We have built a variety of projects with Automerge, both publicly and for use in private, including recently the markdown-with-comments editor we call Tiny Essay Editor (https://tiny-essay-editor.netlify.app/) by Geoffrey Litt.
That said, sponsoring the Automerge team helps us build faster and is always welcome. (Thanks to our current and past sponsors for their support!)
E.g a personal note-taking app where the user will never have any collaborators, but where they expect the app to work fully offline on multiple devices and reliably sync up when they come online.
Automerge is not VC-backed software. Indeed, for a number of years Automerge was primarily a research project used within the lab. Over the last year, it has matured to production software under the supervision of Alex Good. The improved stability and performance has been a great benefit to both our community and internal users. Our intention is to run the project as sponsored open source for the foreseeable future and thus far we have done so thanks to the support of our sponsors and through some development grants.
Ink & Switch's research interests drive a lot of Automerge development but funding from sponsors allows us to work on features that are not research-oriented or to accelerate work that we'd like to do but that doesn't have current research applications.

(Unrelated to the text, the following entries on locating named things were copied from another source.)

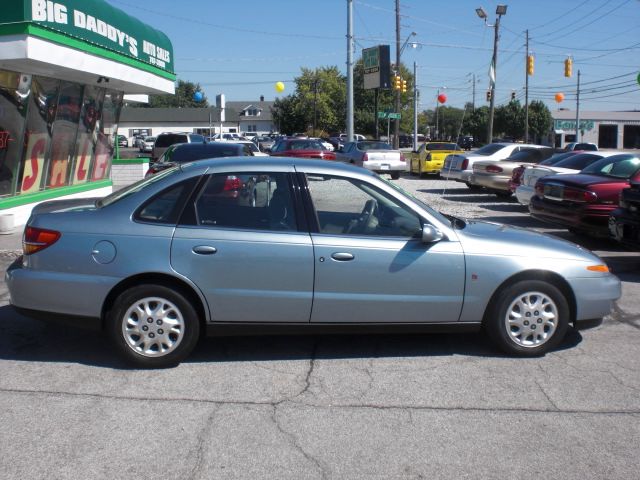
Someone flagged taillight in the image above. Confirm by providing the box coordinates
[22,227,61,255]
[511,167,524,183]
[222,175,242,192]
[562,188,598,203]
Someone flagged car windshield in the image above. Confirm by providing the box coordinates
[378,176,452,225]
[473,143,505,155]
[554,153,602,170]
[357,142,391,152]
[96,167,180,208]
[580,155,640,179]
[425,143,461,150]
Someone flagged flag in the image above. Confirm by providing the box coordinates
[489,60,496,89]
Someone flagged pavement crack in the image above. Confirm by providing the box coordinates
[271,405,328,480]
[189,405,220,480]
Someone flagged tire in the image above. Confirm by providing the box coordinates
[483,280,569,357]
[107,284,200,368]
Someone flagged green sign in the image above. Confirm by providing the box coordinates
[378,112,400,120]
[0,0,174,73]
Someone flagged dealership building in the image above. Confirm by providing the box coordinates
[552,110,640,150]
[0,0,175,231]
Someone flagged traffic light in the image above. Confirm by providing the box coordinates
[564,58,573,77]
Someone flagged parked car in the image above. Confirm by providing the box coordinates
[251,135,275,153]
[469,147,554,197]
[151,132,206,162]
[336,140,407,180]
[609,182,640,249]
[564,142,598,152]
[529,153,640,237]
[5,158,621,368]
[145,142,255,177]
[409,142,464,177]
[269,138,336,160]
[139,137,156,152]
[510,150,615,205]
[440,142,540,190]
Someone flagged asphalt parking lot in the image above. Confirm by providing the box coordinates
[0,175,640,479]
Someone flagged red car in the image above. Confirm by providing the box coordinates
[270,138,336,160]
[529,153,640,237]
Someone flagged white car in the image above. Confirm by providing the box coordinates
[515,151,621,205]
[440,143,540,188]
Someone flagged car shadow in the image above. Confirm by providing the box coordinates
[0,306,582,370]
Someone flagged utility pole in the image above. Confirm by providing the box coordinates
[524,29,529,143]
[347,0,353,142]
[393,0,400,149]
[576,70,580,142]
[413,60,418,152]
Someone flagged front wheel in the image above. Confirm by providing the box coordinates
[107,284,200,368]
[484,280,569,356]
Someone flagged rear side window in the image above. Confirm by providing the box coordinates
[156,133,187,148]
[134,178,198,225]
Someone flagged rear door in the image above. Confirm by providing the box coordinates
[171,171,313,323]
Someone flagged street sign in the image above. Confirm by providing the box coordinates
[378,112,400,120]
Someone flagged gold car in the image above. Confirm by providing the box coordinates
[409,142,464,177]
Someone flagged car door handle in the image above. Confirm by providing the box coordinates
[193,245,218,255]
[331,252,355,262]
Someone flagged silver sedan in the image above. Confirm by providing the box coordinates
[6,157,621,368]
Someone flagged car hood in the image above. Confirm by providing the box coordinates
[456,220,603,263]
[540,173,628,187]
[31,197,100,215]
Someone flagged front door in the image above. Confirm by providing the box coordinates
[306,175,465,323]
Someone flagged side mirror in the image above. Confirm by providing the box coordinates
[422,224,444,243]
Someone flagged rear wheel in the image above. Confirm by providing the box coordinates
[484,280,569,356]
[107,284,200,368]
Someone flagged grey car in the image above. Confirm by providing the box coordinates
[6,157,621,368]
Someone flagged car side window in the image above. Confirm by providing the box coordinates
[306,175,422,237]
[134,178,197,225]
[195,172,297,231]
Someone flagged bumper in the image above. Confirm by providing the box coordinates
[570,274,622,322]
[516,185,536,205]
[608,209,640,247]
[529,195,611,237]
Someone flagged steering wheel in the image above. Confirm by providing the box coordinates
[344,198,378,233]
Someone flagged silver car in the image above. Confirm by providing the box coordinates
[6,157,621,367]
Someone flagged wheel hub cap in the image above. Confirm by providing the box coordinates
[122,297,185,357]
[505,292,558,347]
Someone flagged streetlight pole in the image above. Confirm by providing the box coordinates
[476,5,507,143]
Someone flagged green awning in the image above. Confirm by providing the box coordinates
[0,0,175,79]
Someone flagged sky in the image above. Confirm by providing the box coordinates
[107,0,640,111]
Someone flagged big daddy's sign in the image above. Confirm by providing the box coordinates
[24,0,173,72]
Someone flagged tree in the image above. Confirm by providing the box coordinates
[529,100,553,143]
[129,80,209,108]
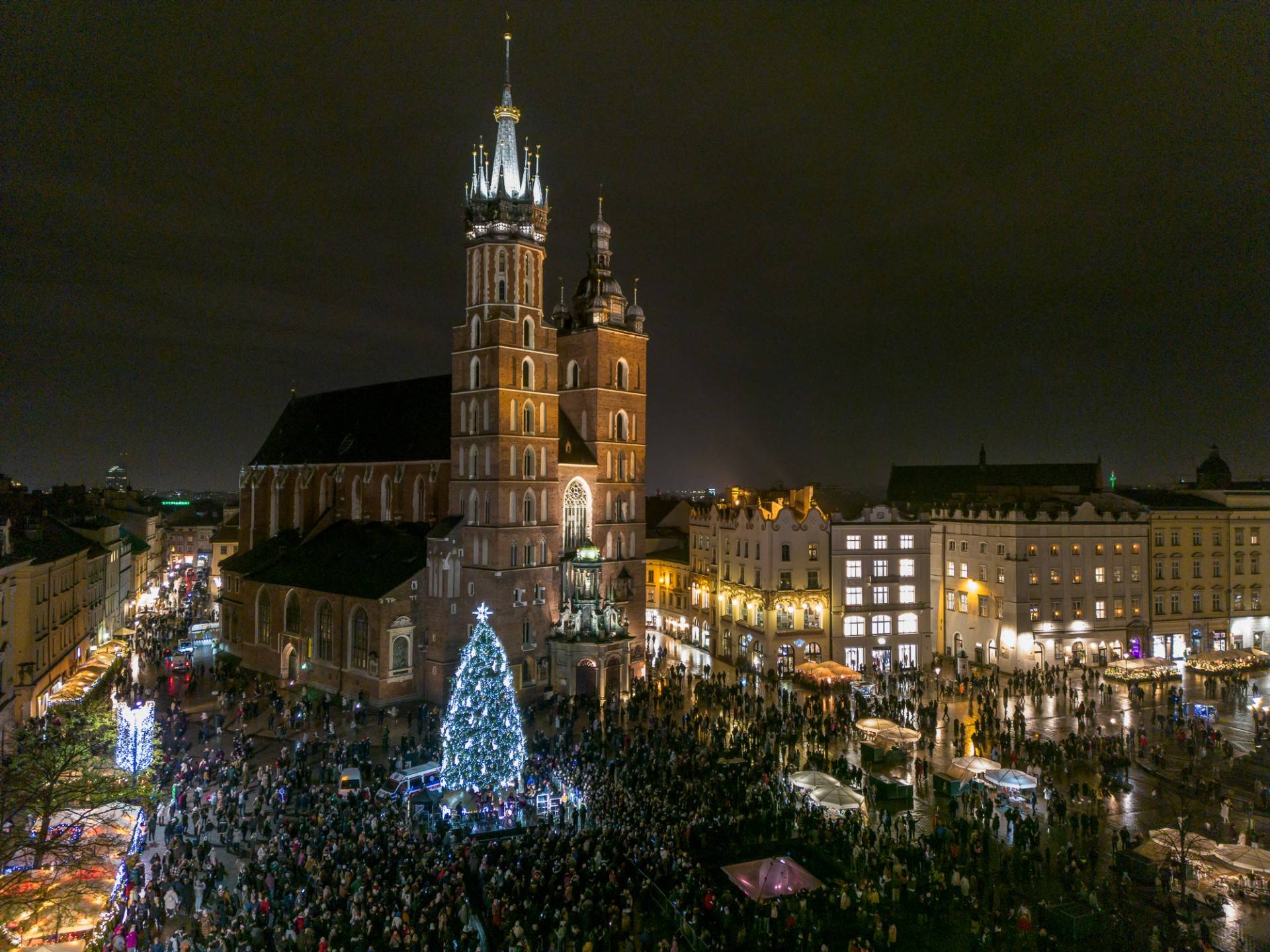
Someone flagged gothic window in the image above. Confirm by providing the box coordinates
[282,592,300,635]
[255,589,273,647]
[315,600,335,661]
[348,608,371,668]
[564,480,591,551]
[411,476,427,522]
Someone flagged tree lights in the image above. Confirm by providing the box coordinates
[114,701,155,774]
[441,603,525,791]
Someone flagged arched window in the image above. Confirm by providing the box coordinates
[255,589,273,647]
[282,592,300,635]
[348,608,371,668]
[314,600,335,661]
[349,476,362,519]
[564,479,591,552]
[391,635,410,672]
[410,475,428,522]
[269,476,286,537]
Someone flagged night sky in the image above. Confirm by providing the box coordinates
[0,3,1270,493]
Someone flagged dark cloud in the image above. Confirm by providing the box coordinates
[0,4,1270,487]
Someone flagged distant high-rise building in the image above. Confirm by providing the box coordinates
[105,463,128,493]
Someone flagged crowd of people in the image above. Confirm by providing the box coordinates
[84,581,1244,952]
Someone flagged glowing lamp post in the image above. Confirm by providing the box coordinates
[114,701,155,774]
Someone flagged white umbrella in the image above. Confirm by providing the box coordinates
[1151,826,1216,853]
[812,785,865,810]
[856,717,899,734]
[983,770,1037,789]
[790,770,842,789]
[1216,843,1270,872]
[952,756,1001,773]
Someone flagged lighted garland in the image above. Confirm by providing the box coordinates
[441,603,525,791]
[114,701,155,773]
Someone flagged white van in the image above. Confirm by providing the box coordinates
[376,760,441,800]
[335,767,362,797]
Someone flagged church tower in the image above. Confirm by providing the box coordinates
[450,33,559,683]
[552,198,648,614]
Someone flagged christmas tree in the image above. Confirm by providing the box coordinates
[441,603,525,791]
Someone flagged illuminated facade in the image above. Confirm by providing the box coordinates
[689,486,831,676]
[221,37,648,703]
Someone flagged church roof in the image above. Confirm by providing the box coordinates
[239,519,429,598]
[251,373,450,466]
[560,413,597,466]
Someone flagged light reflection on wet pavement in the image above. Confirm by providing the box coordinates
[672,660,1270,949]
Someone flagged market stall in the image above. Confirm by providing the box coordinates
[1106,658,1183,684]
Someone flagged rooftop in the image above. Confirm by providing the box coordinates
[251,374,452,466]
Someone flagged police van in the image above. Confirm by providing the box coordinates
[376,760,441,800]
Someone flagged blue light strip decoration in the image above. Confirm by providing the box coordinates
[114,701,155,773]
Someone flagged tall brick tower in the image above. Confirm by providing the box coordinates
[552,198,648,619]
[450,34,559,683]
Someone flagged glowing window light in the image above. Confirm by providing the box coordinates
[114,701,155,773]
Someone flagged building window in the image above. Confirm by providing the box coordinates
[316,602,335,661]
[391,635,410,673]
[255,589,273,647]
[349,608,371,669]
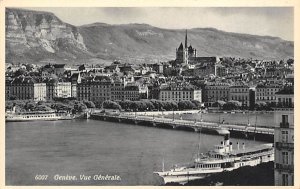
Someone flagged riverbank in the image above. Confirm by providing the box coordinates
[166,162,274,186]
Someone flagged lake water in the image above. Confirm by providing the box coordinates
[5,120,261,185]
[166,112,275,127]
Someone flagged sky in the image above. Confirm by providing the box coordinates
[26,7,294,41]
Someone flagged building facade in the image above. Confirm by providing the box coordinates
[255,84,281,103]
[203,82,230,106]
[159,84,202,102]
[274,89,294,186]
[229,83,250,106]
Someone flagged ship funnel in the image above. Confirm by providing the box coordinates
[224,134,229,146]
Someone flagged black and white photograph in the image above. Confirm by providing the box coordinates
[2,1,299,187]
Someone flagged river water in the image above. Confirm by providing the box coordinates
[5,120,261,185]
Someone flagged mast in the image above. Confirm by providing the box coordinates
[254,112,257,141]
[184,30,187,49]
[162,158,165,172]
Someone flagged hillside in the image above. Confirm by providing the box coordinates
[6,9,294,62]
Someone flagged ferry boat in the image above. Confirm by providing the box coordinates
[154,134,274,184]
[5,111,73,122]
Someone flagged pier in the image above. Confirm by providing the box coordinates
[90,113,274,142]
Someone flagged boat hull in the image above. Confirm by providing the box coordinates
[154,154,274,184]
[5,113,73,122]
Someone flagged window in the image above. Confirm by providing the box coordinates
[282,152,289,165]
[281,131,289,143]
[282,115,289,124]
[282,174,289,186]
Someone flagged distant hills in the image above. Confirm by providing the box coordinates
[5,8,294,63]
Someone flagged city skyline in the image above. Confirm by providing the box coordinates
[27,7,294,41]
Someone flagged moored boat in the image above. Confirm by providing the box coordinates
[5,111,73,122]
[154,134,274,184]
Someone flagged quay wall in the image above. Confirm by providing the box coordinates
[90,114,274,143]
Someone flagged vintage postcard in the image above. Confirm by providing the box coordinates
[0,0,299,188]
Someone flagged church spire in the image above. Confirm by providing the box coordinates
[184,30,187,48]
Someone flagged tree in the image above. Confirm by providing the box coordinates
[83,100,96,108]
[191,100,201,108]
[24,101,36,110]
[178,100,196,110]
[103,100,121,110]
[223,100,242,110]
[5,101,14,109]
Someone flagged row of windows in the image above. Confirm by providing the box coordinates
[230,89,249,92]
[231,96,248,100]
[256,92,275,96]
[257,88,279,92]
[256,96,276,100]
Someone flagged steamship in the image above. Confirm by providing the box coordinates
[154,134,274,184]
[5,108,73,122]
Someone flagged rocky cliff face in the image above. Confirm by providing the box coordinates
[5,9,294,63]
[5,9,88,60]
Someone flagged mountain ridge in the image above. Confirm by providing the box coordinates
[5,8,294,62]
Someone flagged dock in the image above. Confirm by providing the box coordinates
[90,113,274,142]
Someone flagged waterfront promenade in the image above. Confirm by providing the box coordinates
[90,113,274,140]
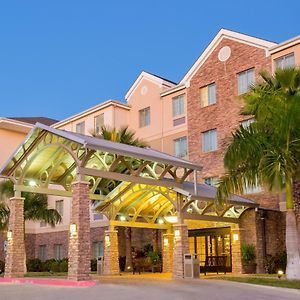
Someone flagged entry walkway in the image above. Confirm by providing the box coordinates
[0,276,300,300]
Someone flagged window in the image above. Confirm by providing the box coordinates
[39,245,47,261]
[240,118,255,129]
[200,83,217,107]
[172,95,184,117]
[275,53,295,69]
[139,107,150,127]
[174,136,187,157]
[92,242,103,258]
[55,200,64,217]
[54,244,64,260]
[40,221,47,227]
[93,212,103,221]
[94,114,104,134]
[238,68,255,95]
[76,121,85,134]
[204,176,219,186]
[202,129,217,152]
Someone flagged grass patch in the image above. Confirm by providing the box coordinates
[25,272,68,277]
[214,275,300,289]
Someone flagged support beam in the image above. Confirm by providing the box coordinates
[5,197,26,277]
[103,226,120,275]
[78,167,182,188]
[68,181,91,281]
[15,185,106,200]
[110,221,171,229]
[173,224,189,279]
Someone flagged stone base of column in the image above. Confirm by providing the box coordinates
[4,197,25,278]
[68,181,91,281]
[162,233,174,273]
[231,228,242,274]
[173,224,189,279]
[103,230,120,275]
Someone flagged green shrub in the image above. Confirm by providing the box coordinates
[0,260,5,274]
[26,258,43,272]
[241,244,255,265]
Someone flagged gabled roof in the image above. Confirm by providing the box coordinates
[269,35,300,54]
[125,71,176,100]
[180,29,276,86]
[8,117,58,126]
[52,100,130,128]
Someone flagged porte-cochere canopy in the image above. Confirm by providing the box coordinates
[0,124,256,228]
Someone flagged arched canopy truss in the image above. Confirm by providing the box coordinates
[0,124,255,228]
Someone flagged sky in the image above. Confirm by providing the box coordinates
[0,0,300,120]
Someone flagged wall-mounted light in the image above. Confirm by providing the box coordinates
[104,235,110,246]
[28,180,36,186]
[233,233,239,242]
[119,215,126,222]
[157,219,164,224]
[70,224,77,235]
[7,230,12,242]
[164,238,169,247]
[277,270,283,279]
[164,215,178,224]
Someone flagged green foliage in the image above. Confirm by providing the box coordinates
[26,258,68,273]
[241,244,255,265]
[217,68,300,208]
[264,251,287,274]
[0,180,61,230]
[0,260,5,274]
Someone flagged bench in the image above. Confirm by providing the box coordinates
[200,255,227,275]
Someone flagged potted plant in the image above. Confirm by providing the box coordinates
[241,244,256,274]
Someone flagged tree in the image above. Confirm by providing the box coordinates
[93,126,147,271]
[217,68,300,279]
[0,180,61,271]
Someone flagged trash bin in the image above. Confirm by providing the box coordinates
[184,254,200,278]
[97,256,104,275]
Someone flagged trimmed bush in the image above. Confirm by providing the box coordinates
[0,260,5,274]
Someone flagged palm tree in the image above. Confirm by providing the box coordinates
[92,126,147,270]
[217,68,300,279]
[0,180,62,272]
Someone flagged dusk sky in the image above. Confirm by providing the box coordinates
[0,0,300,120]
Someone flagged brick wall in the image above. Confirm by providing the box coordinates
[187,39,279,209]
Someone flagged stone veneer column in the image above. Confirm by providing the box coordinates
[173,224,189,278]
[103,228,120,275]
[4,197,25,277]
[162,233,174,273]
[231,228,242,274]
[68,181,91,281]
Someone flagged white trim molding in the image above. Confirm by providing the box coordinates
[179,29,276,87]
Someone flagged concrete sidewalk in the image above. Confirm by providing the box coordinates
[0,276,300,300]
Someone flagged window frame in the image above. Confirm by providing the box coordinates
[200,82,217,108]
[94,113,104,134]
[173,136,188,158]
[201,128,218,153]
[139,106,151,128]
[172,94,185,119]
[237,67,255,96]
[274,51,296,70]
[76,121,85,134]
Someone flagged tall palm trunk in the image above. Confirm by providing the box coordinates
[125,227,132,271]
[286,179,300,280]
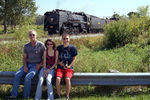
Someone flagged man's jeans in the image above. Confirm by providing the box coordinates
[11,64,38,98]
[35,68,55,100]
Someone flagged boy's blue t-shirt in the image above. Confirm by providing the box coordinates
[57,45,77,69]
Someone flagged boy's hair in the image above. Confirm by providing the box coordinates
[62,33,70,38]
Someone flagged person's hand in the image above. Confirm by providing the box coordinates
[24,67,28,73]
[35,64,41,70]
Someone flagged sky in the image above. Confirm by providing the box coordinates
[35,0,150,18]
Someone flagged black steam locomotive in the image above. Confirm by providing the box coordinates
[44,9,107,35]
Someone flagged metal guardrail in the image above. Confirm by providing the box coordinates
[0,72,150,86]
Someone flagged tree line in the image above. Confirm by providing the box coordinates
[0,0,37,33]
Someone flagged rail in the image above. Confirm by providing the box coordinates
[0,72,150,86]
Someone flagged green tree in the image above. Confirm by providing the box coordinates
[127,12,140,18]
[0,0,37,33]
[137,5,149,16]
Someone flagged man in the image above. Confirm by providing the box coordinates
[9,30,45,99]
[56,34,77,100]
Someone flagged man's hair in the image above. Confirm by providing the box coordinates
[28,30,37,35]
[62,33,70,38]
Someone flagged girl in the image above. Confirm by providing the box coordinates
[35,39,58,100]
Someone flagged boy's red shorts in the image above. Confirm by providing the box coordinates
[56,69,73,79]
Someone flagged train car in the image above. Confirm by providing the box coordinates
[44,9,106,35]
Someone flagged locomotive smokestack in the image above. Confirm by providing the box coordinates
[56,0,66,9]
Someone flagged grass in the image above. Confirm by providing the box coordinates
[0,29,150,100]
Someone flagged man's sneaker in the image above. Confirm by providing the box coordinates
[66,97,69,100]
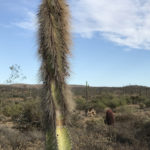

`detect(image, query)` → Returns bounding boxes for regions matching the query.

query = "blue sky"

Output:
[0,0,150,86]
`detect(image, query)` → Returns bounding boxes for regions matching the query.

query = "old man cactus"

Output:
[38,0,72,150]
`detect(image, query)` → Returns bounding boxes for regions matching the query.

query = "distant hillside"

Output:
[0,84,150,97]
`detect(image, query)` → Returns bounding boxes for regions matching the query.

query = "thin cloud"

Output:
[12,11,38,31]
[70,0,150,50]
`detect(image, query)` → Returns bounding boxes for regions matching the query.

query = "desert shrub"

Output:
[16,99,42,128]
[0,127,28,150]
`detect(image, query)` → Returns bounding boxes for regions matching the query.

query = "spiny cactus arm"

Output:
[51,81,72,150]
[39,0,71,150]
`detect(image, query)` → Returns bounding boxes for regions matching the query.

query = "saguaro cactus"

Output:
[38,0,71,150]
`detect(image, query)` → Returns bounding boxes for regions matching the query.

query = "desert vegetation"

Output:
[0,85,150,150]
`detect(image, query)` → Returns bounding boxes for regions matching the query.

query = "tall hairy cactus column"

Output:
[38,0,72,150]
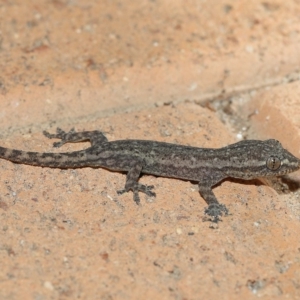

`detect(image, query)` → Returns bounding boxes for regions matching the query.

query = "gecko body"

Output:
[0,128,300,222]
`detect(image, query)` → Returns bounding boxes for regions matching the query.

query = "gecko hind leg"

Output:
[198,175,228,223]
[117,162,156,204]
[43,128,108,148]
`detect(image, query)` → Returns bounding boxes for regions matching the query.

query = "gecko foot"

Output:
[204,203,228,223]
[117,184,156,205]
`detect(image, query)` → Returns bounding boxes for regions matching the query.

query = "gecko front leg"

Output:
[198,171,228,223]
[117,161,156,204]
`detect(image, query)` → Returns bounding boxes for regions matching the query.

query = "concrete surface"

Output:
[0,0,300,300]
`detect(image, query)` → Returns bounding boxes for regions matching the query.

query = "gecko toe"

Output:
[205,203,228,223]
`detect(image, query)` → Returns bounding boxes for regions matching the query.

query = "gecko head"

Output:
[261,139,300,176]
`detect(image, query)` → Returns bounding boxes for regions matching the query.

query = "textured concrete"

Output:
[0,0,300,300]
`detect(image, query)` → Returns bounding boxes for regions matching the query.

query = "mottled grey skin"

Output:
[0,128,300,222]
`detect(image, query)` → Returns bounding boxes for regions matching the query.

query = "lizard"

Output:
[0,128,300,222]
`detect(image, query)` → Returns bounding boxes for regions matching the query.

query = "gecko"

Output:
[0,128,300,222]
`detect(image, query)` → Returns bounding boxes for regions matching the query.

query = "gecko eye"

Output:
[266,156,281,171]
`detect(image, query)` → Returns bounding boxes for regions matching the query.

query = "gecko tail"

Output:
[0,147,86,168]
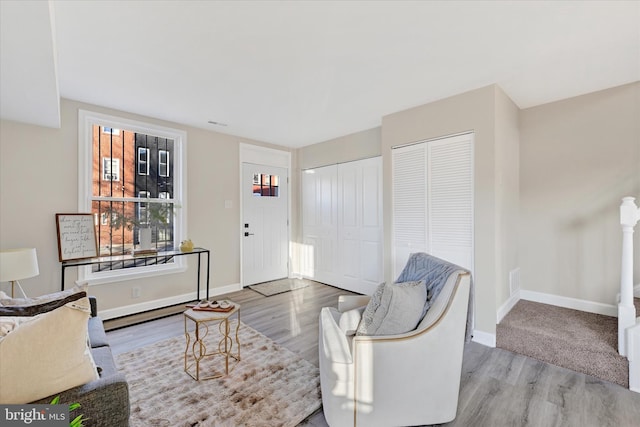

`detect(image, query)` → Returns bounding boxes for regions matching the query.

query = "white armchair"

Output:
[319,262,471,427]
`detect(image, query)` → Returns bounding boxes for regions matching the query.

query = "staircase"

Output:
[618,197,640,393]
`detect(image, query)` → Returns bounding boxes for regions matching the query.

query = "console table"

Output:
[60,248,211,300]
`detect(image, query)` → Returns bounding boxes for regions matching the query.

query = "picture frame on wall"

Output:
[56,213,98,262]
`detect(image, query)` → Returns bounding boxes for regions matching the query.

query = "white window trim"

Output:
[100,126,120,136]
[77,110,187,285]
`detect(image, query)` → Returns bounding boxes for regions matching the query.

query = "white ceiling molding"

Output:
[0,1,60,128]
[0,0,640,147]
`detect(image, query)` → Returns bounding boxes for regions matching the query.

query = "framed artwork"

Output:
[56,213,98,262]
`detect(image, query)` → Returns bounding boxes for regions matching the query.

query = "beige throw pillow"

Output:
[0,297,98,404]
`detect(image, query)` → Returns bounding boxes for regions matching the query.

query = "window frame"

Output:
[78,110,187,285]
[100,157,120,182]
[136,147,149,176]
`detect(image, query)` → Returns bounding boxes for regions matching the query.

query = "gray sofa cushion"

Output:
[89,317,109,348]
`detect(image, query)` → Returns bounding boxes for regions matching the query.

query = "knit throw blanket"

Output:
[396,252,474,342]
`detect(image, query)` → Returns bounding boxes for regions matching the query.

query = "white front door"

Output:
[242,163,289,286]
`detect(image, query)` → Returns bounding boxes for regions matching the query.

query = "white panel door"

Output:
[300,165,338,284]
[242,163,289,286]
[336,157,384,295]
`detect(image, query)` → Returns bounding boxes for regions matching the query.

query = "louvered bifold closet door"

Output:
[392,144,428,278]
[392,134,473,277]
[427,134,473,270]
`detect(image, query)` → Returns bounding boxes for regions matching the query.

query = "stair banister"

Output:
[618,197,640,356]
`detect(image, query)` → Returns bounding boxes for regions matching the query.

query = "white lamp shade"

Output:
[0,248,40,282]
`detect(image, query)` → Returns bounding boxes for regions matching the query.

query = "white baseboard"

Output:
[496,290,520,324]
[98,283,242,320]
[471,329,496,348]
[520,289,618,317]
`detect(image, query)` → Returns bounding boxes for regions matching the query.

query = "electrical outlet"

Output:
[509,267,520,295]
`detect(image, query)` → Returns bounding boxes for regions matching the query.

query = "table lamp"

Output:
[0,248,40,298]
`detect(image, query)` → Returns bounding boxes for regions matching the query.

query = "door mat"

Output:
[249,279,309,297]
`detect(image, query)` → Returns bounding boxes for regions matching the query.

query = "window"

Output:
[137,191,151,225]
[138,147,149,175]
[158,150,169,177]
[79,111,186,283]
[102,126,120,136]
[102,157,120,181]
[253,173,280,197]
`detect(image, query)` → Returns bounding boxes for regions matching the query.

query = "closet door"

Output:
[300,165,339,284]
[337,157,384,295]
[392,134,473,277]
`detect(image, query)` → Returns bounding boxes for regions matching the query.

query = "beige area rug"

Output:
[117,323,321,427]
[496,300,629,388]
[249,279,309,297]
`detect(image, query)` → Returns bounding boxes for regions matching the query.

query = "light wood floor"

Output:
[106,282,640,427]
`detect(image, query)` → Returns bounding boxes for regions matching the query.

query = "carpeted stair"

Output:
[496,298,640,388]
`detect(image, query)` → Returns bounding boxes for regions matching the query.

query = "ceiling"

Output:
[0,0,640,147]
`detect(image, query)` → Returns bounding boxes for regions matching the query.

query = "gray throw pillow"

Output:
[356,280,427,335]
[356,282,385,335]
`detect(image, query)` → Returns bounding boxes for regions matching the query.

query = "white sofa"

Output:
[319,258,471,427]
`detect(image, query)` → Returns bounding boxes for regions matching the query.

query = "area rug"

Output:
[249,279,309,297]
[117,324,321,427]
[496,300,629,388]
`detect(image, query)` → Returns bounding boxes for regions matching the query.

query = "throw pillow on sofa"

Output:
[0,294,98,404]
[356,280,427,335]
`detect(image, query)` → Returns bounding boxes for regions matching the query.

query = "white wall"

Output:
[520,83,640,305]
[0,99,290,316]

If you adopt Automerge for a commercial project, I'd encourage you to join the sponsors of Automerge to ensure its long-term viability.
For applications with more document-structured data, you can now produce inverse patches using Automerge.diff to go between any two points. To implement a reasonable undo in this environment you can record whatever document heads you consider useful undo points and then patch between them.
To perhaps expand on why the problem remains unsolved slightly further, there was a robust discussion about what the expected behaviour of "undo" out to be in even simple cases at the conference.
I think it's cool, but I still see CRDTs as very niche.
I also want "local-first" but what I really want is something closer to how traditional desktop apps just open up, edit, and save files, not some real time collaboration that is already set up before I add my first collaborator.